Kenaikan harga ini dipicu oleh berbagai kendala produksi di negara-negara penghasil utama.
Di sektor kakao, harga mengalami lonjakan signifikan.
Data terbaru dari investing.com, menunjukkan bahwa pengiriman kakao dari Pantai Gading, produsen kakao terbesar di dunia, menurun sebesar 28% dibandingkan tahun sebelumnya.
Selain itu, inventaris kakao di pelabuhan AS mencapai titik terendah dalam 15 tahun terakhir.
Hal ini menyebabkan harga kakao melonjak hingga 82,78% sejak awal tahun 2024.
Sementara itu, harga kopi juga mengalami kenaikan tajam.
Cuaca buruk di Brasil, salah satu produsen kopi terbesar, telah mengganggu produksi kopi.
Wilayah Minas Gerais, yang merupakan daerah penghasil kopi utama, tidak menerima hujan selama seminggu terakhir, yang dapat merusak pohon kopi pada periode kritis pembungaan.

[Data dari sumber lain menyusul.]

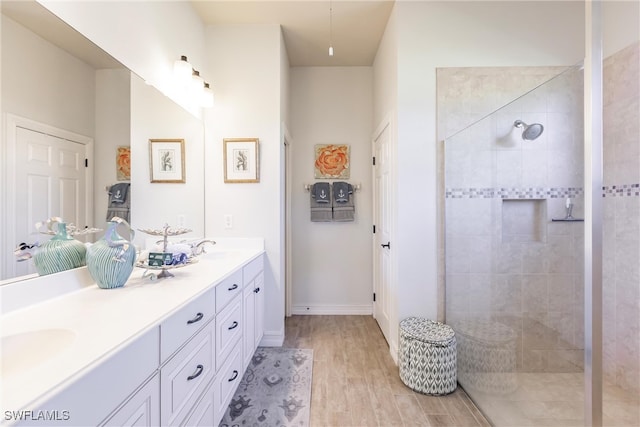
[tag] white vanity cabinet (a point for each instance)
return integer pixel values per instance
(122, 388)
(253, 308)
(142, 409)
(181, 369)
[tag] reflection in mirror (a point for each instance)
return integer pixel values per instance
(65, 100)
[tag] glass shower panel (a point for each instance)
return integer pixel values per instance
(621, 237)
(514, 249)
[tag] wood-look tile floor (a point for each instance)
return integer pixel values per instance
(355, 382)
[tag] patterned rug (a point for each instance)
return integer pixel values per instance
(274, 391)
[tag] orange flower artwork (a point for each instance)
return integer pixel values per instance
(123, 164)
(332, 161)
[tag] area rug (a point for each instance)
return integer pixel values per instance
(275, 390)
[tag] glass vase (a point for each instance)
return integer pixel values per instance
(111, 259)
(61, 253)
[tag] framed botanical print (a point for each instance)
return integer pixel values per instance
(241, 160)
(166, 160)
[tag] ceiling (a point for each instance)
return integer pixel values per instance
(356, 26)
(45, 24)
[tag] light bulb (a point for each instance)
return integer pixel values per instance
(182, 69)
(207, 96)
(197, 83)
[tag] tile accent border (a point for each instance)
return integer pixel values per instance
(512, 193)
(628, 190)
(625, 190)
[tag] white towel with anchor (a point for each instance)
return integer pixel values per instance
(343, 206)
(320, 202)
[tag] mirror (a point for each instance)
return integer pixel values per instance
(58, 84)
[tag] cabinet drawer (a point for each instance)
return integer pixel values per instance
(142, 409)
(227, 382)
(229, 325)
(204, 414)
(177, 329)
(252, 269)
(186, 375)
(227, 289)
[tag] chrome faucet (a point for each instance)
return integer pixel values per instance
(197, 249)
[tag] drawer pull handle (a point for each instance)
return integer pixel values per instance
(198, 318)
(199, 370)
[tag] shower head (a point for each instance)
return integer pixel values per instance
(529, 132)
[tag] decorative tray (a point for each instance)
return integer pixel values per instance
(144, 264)
(164, 269)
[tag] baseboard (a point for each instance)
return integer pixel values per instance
(337, 310)
(272, 339)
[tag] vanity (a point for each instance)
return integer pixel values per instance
(168, 352)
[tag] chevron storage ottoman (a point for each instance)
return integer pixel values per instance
(427, 358)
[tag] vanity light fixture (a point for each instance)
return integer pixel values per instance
(182, 69)
(330, 28)
(207, 96)
(197, 82)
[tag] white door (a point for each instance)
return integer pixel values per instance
(382, 237)
(50, 180)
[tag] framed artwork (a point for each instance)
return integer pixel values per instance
(241, 160)
(166, 160)
(331, 161)
(123, 164)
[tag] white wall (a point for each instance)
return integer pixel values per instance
(113, 129)
(444, 34)
(332, 264)
(245, 62)
(145, 36)
(619, 25)
(44, 83)
(154, 116)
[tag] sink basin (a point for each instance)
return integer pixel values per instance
(28, 349)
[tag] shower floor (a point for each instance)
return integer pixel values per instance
(554, 399)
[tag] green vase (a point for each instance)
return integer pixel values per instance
(111, 259)
(61, 253)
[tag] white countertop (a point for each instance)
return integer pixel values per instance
(104, 321)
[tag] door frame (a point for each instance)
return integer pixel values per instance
(386, 122)
(288, 190)
(9, 184)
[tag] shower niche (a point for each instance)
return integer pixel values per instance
(513, 282)
(524, 220)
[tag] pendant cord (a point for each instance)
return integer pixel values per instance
(330, 28)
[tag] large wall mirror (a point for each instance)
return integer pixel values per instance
(64, 99)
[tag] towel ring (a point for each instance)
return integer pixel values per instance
(356, 187)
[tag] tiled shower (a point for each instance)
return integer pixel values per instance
(513, 239)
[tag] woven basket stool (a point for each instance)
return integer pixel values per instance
(486, 356)
(427, 356)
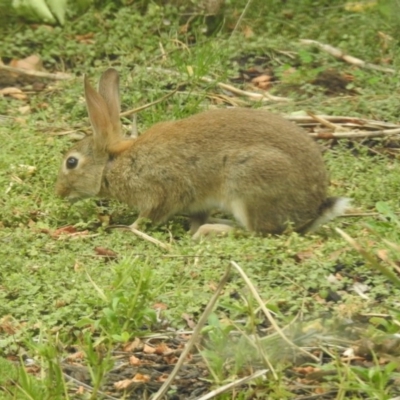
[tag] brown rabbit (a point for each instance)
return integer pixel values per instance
(253, 164)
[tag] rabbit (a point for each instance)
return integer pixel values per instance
(264, 170)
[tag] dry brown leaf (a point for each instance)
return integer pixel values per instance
(162, 348)
(247, 32)
(162, 378)
(24, 109)
(136, 344)
(79, 355)
(141, 378)
(7, 325)
(107, 253)
(171, 359)
(81, 390)
(77, 267)
(189, 320)
(86, 38)
(303, 255)
(134, 360)
(33, 63)
(305, 370)
(14, 92)
(160, 306)
(148, 349)
(123, 385)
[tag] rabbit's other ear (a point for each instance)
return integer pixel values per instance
(104, 133)
(109, 91)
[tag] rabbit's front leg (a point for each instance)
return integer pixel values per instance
(211, 230)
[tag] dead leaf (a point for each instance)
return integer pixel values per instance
(14, 92)
(148, 349)
(262, 81)
(160, 306)
(81, 390)
(107, 253)
(135, 361)
(123, 385)
(135, 345)
(141, 378)
(77, 356)
(24, 109)
(191, 324)
(303, 255)
(162, 378)
(65, 231)
(162, 348)
(77, 267)
(86, 38)
(33, 63)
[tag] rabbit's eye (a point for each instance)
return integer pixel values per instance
(72, 162)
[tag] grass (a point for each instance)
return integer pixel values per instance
(63, 294)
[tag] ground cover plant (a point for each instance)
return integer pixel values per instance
(90, 311)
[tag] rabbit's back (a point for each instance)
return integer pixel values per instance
(252, 163)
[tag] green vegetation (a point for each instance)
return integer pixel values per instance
(89, 289)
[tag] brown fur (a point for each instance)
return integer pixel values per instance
(256, 165)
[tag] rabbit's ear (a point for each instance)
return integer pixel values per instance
(103, 130)
(109, 90)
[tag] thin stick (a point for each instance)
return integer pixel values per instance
(87, 387)
(231, 385)
(323, 121)
(335, 52)
(239, 21)
(268, 313)
(340, 118)
(355, 134)
(153, 103)
(150, 239)
(252, 95)
(60, 76)
(196, 333)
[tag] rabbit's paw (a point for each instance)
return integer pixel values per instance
(211, 230)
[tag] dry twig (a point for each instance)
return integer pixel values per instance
(268, 313)
(335, 52)
(231, 385)
(196, 333)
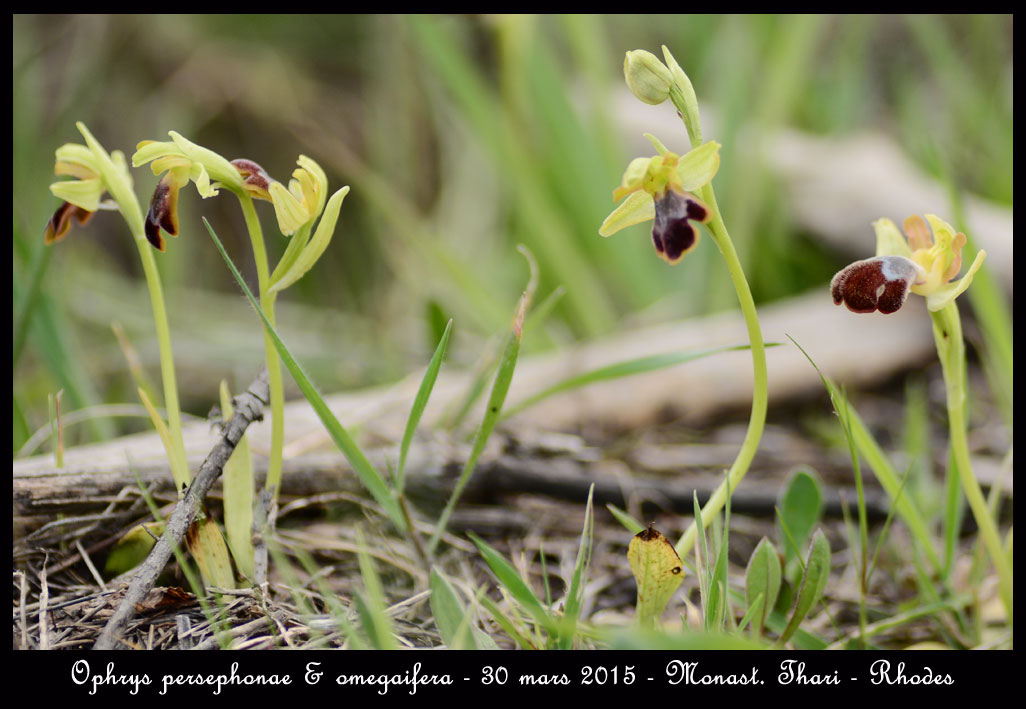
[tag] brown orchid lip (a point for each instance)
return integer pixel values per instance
(880, 283)
(163, 212)
(254, 178)
(60, 223)
(673, 234)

Selain itu, produksi kopi di Vietnam juga menurun akibat kekeringan dan dampak Topan Yagi.
Kenaikan harga kakao dan kopi ini memberikan tantangan bagi industri makanan dan minuman, serta konsumen di seluruh dunia.
Para petani dan produsen diharapkan dapat mengatasi kendala produksi ini untuk menjaga stabilitas harga di masa mendatang.